ChatGPT gave me those tricks. Another scenario, I won’t go into all the details of this, is I had it create flashcards. Put these in a file format. I can download the file format. I can print it out and create my own custom flashcards, again, that emphasize the topic that I’m doing. Again, math is popular with flashcards, but it could be a science topic. It could be a biology topic. It could be anything. The digital is creating it, helping you create it, make you create it faster, but then your student, your child gets the tangible because you can download all of these sheets.

[00:20:32] Gretchen: Could you specify what kind of files? For instance, because I work in Google Suite, could I say-

[00:20:38] Francie: Absolutely.

[00:20:38] Gretchen: -download it in a Google sheet?

[00:20:41] Francie: Absolutely. Absolutely.
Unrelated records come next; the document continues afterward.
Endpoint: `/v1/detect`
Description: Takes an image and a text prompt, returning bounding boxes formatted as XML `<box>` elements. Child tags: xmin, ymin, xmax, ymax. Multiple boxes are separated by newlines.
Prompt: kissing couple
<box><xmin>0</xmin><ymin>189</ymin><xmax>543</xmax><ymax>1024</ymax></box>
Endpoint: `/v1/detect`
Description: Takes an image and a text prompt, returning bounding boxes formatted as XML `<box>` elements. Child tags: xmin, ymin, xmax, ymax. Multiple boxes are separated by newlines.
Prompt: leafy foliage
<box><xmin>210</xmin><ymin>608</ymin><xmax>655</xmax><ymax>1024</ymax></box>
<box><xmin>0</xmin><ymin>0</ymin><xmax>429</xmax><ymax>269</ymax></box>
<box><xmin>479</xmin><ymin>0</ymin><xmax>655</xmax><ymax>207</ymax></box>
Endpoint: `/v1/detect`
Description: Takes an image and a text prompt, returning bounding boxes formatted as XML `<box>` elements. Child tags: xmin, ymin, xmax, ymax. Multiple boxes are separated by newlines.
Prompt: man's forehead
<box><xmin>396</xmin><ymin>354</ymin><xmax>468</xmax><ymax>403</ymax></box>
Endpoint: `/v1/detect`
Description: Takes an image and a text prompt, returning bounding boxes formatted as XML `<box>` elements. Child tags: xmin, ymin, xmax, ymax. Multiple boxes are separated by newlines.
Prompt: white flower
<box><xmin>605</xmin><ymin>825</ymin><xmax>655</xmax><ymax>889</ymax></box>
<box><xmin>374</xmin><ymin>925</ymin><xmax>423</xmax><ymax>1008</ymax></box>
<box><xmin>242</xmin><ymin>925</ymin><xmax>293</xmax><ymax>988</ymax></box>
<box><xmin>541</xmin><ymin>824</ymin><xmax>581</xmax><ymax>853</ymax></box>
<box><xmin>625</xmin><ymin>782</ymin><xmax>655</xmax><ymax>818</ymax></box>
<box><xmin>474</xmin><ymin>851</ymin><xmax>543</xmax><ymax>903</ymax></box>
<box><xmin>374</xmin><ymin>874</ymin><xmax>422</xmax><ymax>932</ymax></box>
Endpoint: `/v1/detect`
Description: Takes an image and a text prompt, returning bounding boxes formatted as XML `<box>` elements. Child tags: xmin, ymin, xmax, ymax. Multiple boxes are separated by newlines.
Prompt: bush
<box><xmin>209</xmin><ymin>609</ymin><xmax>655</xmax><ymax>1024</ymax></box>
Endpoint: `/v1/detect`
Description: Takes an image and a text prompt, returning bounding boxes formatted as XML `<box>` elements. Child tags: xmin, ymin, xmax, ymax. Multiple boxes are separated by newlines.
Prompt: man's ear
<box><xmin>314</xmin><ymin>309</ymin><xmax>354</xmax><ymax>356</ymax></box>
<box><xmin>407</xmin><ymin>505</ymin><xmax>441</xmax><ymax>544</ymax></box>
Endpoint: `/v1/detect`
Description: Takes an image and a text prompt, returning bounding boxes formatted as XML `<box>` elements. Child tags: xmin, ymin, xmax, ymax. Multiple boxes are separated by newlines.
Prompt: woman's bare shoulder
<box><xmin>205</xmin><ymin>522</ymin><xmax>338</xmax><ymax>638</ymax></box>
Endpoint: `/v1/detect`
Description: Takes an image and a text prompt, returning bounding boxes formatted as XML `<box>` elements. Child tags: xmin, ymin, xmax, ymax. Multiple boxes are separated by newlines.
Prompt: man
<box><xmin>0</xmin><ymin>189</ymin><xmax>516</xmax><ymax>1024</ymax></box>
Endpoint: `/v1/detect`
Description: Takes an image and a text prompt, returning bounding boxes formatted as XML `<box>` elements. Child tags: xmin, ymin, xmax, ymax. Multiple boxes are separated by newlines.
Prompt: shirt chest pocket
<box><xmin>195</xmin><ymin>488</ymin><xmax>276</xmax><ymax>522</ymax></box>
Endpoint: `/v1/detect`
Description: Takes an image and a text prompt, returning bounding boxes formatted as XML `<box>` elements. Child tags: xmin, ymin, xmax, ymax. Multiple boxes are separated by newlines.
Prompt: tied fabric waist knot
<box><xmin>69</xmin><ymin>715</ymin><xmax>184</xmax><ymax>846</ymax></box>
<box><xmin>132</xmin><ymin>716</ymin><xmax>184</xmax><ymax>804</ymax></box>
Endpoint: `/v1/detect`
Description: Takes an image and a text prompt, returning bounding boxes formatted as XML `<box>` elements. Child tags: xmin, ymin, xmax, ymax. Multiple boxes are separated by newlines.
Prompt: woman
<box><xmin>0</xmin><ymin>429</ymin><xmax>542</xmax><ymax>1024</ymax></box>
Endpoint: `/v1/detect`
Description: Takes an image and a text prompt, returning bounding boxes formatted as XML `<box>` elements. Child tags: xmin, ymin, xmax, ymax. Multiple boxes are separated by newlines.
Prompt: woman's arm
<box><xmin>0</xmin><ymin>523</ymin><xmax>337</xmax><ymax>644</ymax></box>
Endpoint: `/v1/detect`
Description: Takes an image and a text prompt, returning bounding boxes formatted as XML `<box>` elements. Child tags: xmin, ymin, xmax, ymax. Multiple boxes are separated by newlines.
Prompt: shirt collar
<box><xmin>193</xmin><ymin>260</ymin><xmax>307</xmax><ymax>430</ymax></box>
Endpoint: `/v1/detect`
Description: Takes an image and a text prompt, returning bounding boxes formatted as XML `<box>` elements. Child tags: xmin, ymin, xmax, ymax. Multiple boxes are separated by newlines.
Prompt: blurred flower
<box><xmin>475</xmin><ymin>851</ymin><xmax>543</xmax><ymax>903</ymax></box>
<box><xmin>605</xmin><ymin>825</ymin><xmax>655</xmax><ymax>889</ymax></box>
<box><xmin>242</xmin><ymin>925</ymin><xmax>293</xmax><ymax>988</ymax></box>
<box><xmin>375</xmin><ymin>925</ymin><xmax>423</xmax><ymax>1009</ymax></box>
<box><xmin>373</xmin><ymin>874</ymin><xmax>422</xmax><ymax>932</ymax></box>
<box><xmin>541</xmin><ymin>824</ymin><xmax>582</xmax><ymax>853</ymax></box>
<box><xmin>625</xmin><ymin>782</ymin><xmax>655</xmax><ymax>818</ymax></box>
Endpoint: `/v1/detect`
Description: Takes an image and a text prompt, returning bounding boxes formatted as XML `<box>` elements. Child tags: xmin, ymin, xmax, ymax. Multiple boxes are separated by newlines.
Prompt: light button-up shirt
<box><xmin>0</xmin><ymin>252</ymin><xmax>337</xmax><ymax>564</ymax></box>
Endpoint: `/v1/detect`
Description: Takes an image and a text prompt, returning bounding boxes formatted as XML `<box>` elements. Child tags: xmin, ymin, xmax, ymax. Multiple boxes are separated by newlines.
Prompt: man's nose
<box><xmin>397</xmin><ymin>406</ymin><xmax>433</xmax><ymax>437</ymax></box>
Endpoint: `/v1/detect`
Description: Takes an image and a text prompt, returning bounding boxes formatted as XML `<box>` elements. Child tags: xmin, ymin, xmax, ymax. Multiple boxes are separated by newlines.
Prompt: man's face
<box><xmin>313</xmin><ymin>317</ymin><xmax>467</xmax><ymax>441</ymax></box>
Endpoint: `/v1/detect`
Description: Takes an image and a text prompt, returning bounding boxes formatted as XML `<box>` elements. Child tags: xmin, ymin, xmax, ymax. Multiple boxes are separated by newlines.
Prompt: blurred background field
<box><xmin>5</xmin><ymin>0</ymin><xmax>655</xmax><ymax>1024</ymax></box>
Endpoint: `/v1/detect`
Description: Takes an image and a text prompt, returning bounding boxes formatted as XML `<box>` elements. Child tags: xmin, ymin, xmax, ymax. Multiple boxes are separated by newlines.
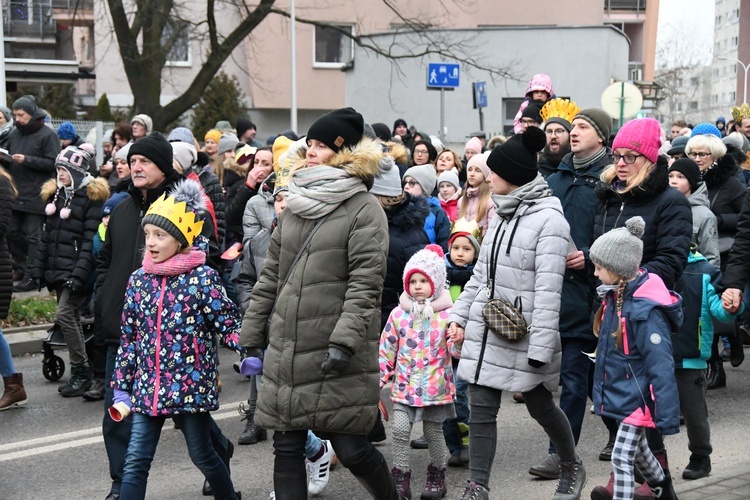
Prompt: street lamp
<box><xmin>717</xmin><ymin>56</ymin><xmax>750</xmax><ymax>103</ymax></box>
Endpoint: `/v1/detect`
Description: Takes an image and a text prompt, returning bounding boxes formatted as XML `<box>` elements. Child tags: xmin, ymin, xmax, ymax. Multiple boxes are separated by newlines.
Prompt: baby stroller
<box><xmin>42</xmin><ymin>316</ymin><xmax>94</xmax><ymax>382</ymax></box>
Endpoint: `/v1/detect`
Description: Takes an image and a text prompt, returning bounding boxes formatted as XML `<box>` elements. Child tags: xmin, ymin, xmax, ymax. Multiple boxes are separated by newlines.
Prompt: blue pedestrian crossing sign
<box><xmin>427</xmin><ymin>63</ymin><xmax>461</xmax><ymax>89</ymax></box>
[00:20:42] Gretchen: Interesting. Okay.

[00:20:43] Francie: Yes. Very much so. Let’s say that your child is interested in racing cars or horses or bunnies, animals, art, whatever it is. You are a cool homeschool mom. You want to print these cards or maybe even upload it to– what’s the popular printing site? There’s a million of them. Smartpress or whoever you use for printing, you can say, “Hey, come up with a fun image–” I forget what my prompt was. “Can you create a fun image that I can print on the flashcards? My son likes futuristic looking racing cars.” I had to generate an image of a futuristic racing car and I can print those onto my flashcards. These are all just ideas. Again, you can use it for any topic.

This is where, what I would call, the superpower comes in, is create personal interest world problems. You have a struggling learner or maybe a new concept, doesn’t have to be a struggling learner. New concept, just not familiar with it, either as the teacher, as the parent, or as the student. Again, staying with my math example, but could be any subject. “Can you come up with some word problems that use race car analogies and multiplication tables with an emphasis on nines and threes?”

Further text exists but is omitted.